The piano-based “Weight Music” opens Weight & Glory and features great, quick rap lines from KB along with a very calm hook. It is an interesting way to start the album, but KB pulls it off beautifully and the song has an amazing sound. The first single “Zone Out,” featuring Chris Lee, is the second track on the album. KB refers to zoning out as the times when he is “obsessed” with the Lord. Furthermore, he and Chris state that no one can stop this Christian drive: “You can bring whoever you want / And you’ll never break me, won’t penetrate / Once I get off in my zone.” “Anomaly” is driven by a clear drum beat as KB raps about the anomaly of Christ’s resurrection and how we can all have eternal life through Him.
One of the most upbeat songs on the album is “Don’t Mean Much” which also features one of the strongest messages. Sho Baraka and After Edmund join KB in this song that’s message is summed up in the hook. “Money, fame, coming for your heart and / Sex, drugs, secret of the dark, and everything, everything the world wants / Don’t mean much, it don’t mean much to me.” Reach Records artists Andy Mineo and Tedashii make guest appearances in “Go Off,” a song encouraging Christians to “go hard” and avoid giving in to sin. “Mr. Pretender” is a very serious song on the album, talking about Christians who act godly in public and sin deeply in secret.
Perhaps the most moving track on the record, “Open Letter (Battlefield)” features Swoope, Trip Lee, and Jai. The artists rap while reading letters from people struggling with feelings such as insecurity and lust. Trip Lee delivers a beautiful verse in the end, praying for these people. “Heart Song” features Jasmine Le’Shea in the hook and KB rapping in the verses encouraging individuals going through the pain of knowing they or a loved one is going to die; death is not the end since we have eternal life.
KB and FLAME rap in “Angels” about the fact that no matter how famous or rich you are, you cannot receive the amount of glory God does. “Tear It Down” has a head-bobbing beat with KB rapping that he is not ashamed to talk about his God. The fun, upbeat song “Church Clap” which features Lecrae follows this. It is always nice to hear Lecrae join fellow Reach Records artists on their albums, especially with the young artists like KB, and the two do a great job together in this song.

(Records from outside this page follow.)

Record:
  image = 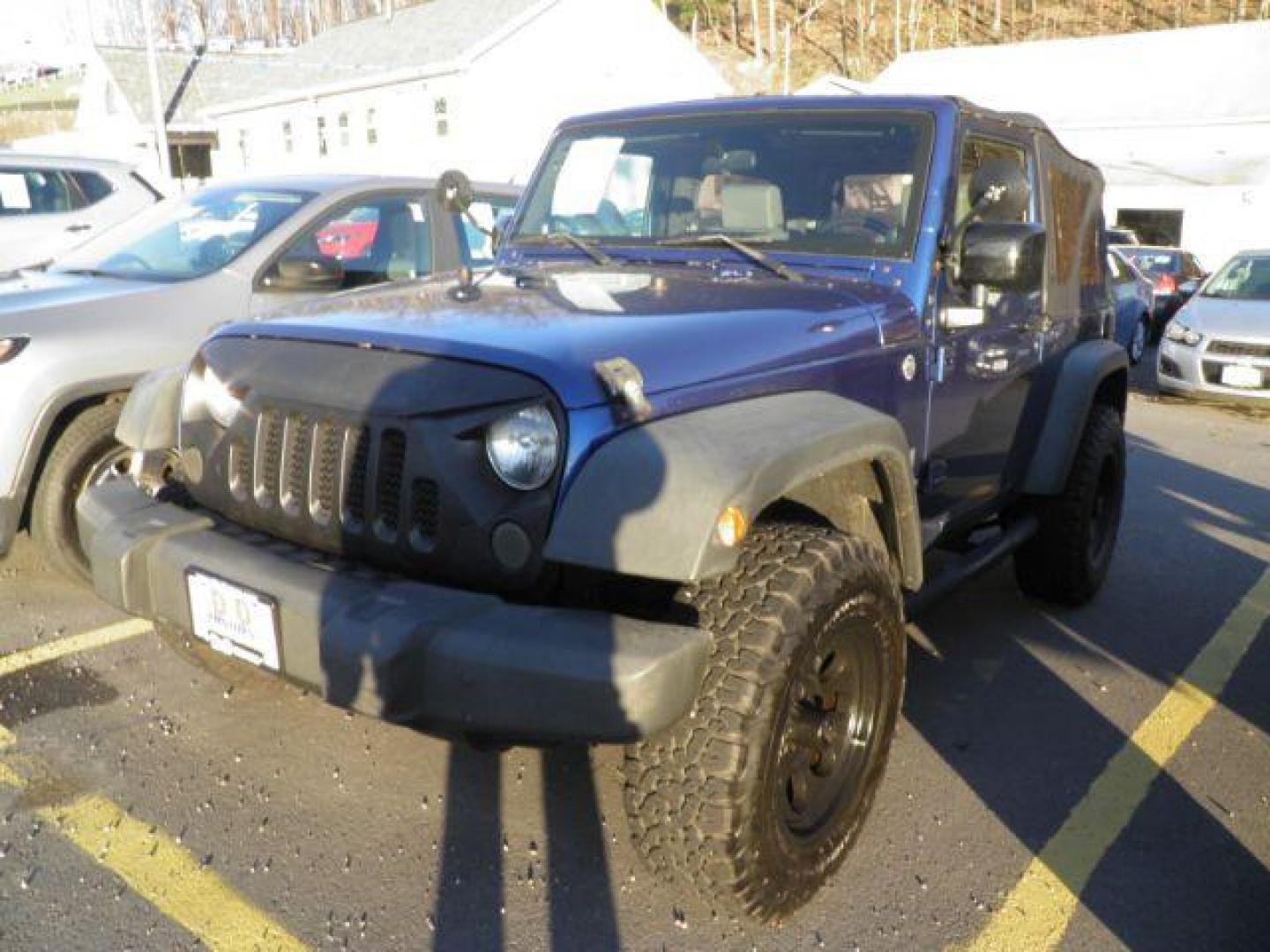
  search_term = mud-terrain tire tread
[624,523,906,920]
[1015,404,1125,606]
[29,400,123,582]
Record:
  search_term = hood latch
[594,357,653,423]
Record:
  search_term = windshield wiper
[656,231,806,282]
[517,231,620,268]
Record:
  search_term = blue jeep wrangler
[78,98,1126,920]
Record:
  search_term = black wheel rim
[1090,453,1120,565]
[64,444,132,570]
[774,606,885,843]
[80,445,132,493]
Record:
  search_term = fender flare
[115,364,188,450]
[545,392,922,591]
[1022,338,1129,495]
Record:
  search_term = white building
[54,0,729,190]
[870,23,1270,268]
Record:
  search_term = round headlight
[485,406,560,490]
[1164,320,1204,346]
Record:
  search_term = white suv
[0,152,162,274]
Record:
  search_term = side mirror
[958,222,1045,291]
[437,169,473,214]
[263,257,344,292]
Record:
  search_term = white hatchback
[0,152,162,274]
[1157,251,1270,402]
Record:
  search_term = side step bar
[904,516,1040,618]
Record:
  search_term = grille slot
[280,413,314,516]
[375,429,405,539]
[309,423,344,525]
[228,439,251,502]
[410,480,441,548]
[253,410,282,509]
[343,427,370,532]
[213,405,457,556]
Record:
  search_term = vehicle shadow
[292,353,1270,949]
[306,361,666,951]
[904,438,1270,948]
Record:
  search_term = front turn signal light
[715,505,750,548]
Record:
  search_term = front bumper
[0,496,21,556]
[78,480,707,742]
[1155,338,1270,404]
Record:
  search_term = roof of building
[98,0,551,127]
[98,47,357,127]
[288,0,543,74]
[871,23,1270,130]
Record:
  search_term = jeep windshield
[56,188,314,280]
[511,110,932,257]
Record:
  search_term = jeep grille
[226,407,439,551]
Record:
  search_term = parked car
[0,175,517,575]
[1108,227,1142,245]
[1115,245,1206,340]
[1157,250,1270,404]
[0,152,162,274]
[1108,249,1155,364]
[78,96,1128,919]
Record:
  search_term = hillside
[664,0,1270,93]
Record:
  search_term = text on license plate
[185,571,280,672]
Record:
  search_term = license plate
[1221,364,1261,390]
[185,571,280,672]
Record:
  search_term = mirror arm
[944,190,998,285]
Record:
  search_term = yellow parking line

The album closes with “Hello,” featuring Suzy Rock, and “Here We Go,” featuring PK. “Hello” focuses on God’s mercy and forgiveness; Suzy Rock sings in the hook, “Everyday I live is another day I know that I’ve been forgiven.” “Here We Go” has a beautiful tone as KB and PK sing and rap about looking forward to the day when they will finally see the face of God. Before the album finishes, KB offers us a bonus track: “Zone Out (Amped Remix)” which is almost a full minute longer than the original.
After listening to Weight & Glory, it was hard for me to believe that this is KB’s debut album with Reach Records. Not only does the album contain great beats and tunes, but also KB delivers powerful lyrics about people’s struggles and God’s glory. All who have been looking forward to this release will not at all be disappointed. The album features amazing upbeat tracks like “Don’t Mean Much” (which will be KB’s first official single to Christian Rock radio) and slower, meaningful tracks like “Open Letter (Battlefield).” With this solid release, KB is sure to make a strong name of himself in the Christian hip-hop industry.